When I trust him to take care of my husband, I’m free from a lot of stress. Hahaha. That sounds really bad. But my interference never amounts to good anyway. My husband is way too free spirited and independent and very resistant of my attempts to bring him to my standards of perfection. And a good thing too. Hey, sounds like I’m talking from experience haha. Trusting God helps a lot.

When I trust him to direct me, I don’t have to feel guilty about what I am or am not doing. I’m free. And I know he directs and prompts me, so I can relax knowing I can trust him to steer the ship. My heart is set on him and walking in his ways. And I pray that he will keep me from falling. And I trust him and I don’t trust myself.
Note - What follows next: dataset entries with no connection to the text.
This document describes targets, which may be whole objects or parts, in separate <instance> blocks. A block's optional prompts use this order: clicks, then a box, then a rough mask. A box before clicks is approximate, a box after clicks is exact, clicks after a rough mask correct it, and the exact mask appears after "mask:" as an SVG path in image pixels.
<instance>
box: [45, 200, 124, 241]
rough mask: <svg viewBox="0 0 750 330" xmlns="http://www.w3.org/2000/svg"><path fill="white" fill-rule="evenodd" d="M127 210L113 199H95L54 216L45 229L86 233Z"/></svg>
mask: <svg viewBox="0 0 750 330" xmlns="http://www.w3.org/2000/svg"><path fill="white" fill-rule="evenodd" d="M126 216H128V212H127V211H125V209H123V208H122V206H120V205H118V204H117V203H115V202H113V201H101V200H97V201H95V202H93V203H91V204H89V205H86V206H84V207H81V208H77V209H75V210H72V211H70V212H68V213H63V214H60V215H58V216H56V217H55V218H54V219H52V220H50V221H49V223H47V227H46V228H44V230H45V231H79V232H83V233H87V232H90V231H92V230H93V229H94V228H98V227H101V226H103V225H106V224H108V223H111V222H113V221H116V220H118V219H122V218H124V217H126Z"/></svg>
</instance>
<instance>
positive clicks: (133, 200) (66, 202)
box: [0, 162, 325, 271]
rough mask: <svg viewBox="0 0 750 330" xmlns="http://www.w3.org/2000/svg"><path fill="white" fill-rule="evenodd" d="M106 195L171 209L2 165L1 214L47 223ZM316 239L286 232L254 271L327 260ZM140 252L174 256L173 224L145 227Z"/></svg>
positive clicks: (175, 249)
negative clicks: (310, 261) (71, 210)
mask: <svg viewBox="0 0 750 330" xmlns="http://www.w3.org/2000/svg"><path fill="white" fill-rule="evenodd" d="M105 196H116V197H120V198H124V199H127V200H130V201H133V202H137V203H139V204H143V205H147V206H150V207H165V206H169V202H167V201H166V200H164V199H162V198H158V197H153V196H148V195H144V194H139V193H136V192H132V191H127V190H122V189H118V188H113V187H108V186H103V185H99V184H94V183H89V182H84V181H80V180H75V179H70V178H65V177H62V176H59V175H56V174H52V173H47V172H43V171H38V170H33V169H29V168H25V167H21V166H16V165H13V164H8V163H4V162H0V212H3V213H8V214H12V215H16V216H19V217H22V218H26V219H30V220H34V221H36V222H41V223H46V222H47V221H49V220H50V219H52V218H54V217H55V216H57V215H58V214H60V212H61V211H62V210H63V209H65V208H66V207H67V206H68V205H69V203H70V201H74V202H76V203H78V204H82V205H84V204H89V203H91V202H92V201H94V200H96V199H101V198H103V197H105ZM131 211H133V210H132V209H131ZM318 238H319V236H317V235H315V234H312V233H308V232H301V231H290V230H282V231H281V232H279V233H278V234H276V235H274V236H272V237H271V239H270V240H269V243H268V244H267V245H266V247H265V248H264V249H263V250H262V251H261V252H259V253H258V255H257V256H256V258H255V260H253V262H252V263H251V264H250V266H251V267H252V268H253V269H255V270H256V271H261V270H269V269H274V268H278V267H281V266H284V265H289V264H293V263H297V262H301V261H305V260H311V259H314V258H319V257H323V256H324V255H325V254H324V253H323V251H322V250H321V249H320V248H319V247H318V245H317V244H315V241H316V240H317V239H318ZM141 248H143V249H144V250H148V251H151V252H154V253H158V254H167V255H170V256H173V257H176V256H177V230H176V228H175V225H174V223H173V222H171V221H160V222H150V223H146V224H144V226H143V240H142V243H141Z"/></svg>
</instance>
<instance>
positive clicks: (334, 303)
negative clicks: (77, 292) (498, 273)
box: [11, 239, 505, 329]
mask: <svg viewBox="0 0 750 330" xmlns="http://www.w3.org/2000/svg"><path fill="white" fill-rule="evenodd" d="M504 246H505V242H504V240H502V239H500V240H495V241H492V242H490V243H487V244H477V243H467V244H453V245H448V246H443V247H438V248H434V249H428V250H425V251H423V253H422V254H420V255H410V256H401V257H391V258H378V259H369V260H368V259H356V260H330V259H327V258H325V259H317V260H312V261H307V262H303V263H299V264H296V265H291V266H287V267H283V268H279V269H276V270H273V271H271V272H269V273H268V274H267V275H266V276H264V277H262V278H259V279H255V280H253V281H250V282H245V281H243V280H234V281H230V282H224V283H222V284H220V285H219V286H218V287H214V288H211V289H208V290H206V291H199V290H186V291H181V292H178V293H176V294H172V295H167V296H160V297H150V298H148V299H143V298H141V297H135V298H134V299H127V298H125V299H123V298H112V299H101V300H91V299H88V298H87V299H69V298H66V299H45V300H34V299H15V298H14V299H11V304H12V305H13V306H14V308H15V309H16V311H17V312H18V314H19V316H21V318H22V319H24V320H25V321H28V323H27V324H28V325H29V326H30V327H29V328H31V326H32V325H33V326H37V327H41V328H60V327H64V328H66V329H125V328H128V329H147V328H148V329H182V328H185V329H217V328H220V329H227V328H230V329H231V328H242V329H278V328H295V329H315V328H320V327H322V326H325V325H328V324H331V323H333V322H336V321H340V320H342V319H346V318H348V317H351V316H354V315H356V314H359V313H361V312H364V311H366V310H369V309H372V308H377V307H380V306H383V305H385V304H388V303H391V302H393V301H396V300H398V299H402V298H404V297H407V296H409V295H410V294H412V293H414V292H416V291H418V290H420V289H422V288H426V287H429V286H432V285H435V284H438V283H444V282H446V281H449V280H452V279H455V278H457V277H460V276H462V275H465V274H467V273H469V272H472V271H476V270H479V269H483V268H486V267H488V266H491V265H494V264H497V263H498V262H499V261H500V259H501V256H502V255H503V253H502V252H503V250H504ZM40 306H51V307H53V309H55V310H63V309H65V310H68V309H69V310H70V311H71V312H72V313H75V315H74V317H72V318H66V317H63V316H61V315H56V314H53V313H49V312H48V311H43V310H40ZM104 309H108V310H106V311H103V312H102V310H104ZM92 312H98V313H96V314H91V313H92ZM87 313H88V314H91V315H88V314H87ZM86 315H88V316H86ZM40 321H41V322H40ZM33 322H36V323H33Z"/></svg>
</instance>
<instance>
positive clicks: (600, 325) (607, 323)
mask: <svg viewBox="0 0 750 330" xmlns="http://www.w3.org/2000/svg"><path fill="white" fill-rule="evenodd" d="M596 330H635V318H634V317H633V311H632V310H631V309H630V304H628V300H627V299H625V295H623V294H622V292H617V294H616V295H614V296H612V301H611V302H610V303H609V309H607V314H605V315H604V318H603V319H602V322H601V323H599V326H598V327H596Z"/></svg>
Perfect Scripture about guilt is this one: “Therefore there is no condemnation for those who are in Christ Jesus” (Romans 8:1). All our guilt has been wiped away. It got put on Jesus. That’s why he died. He did mighty thing in that moment so we could be free. When I put my trust in him, the guilt dissolves. He’s big enough to take it all. He’s big enough to handle my trust. So I am free.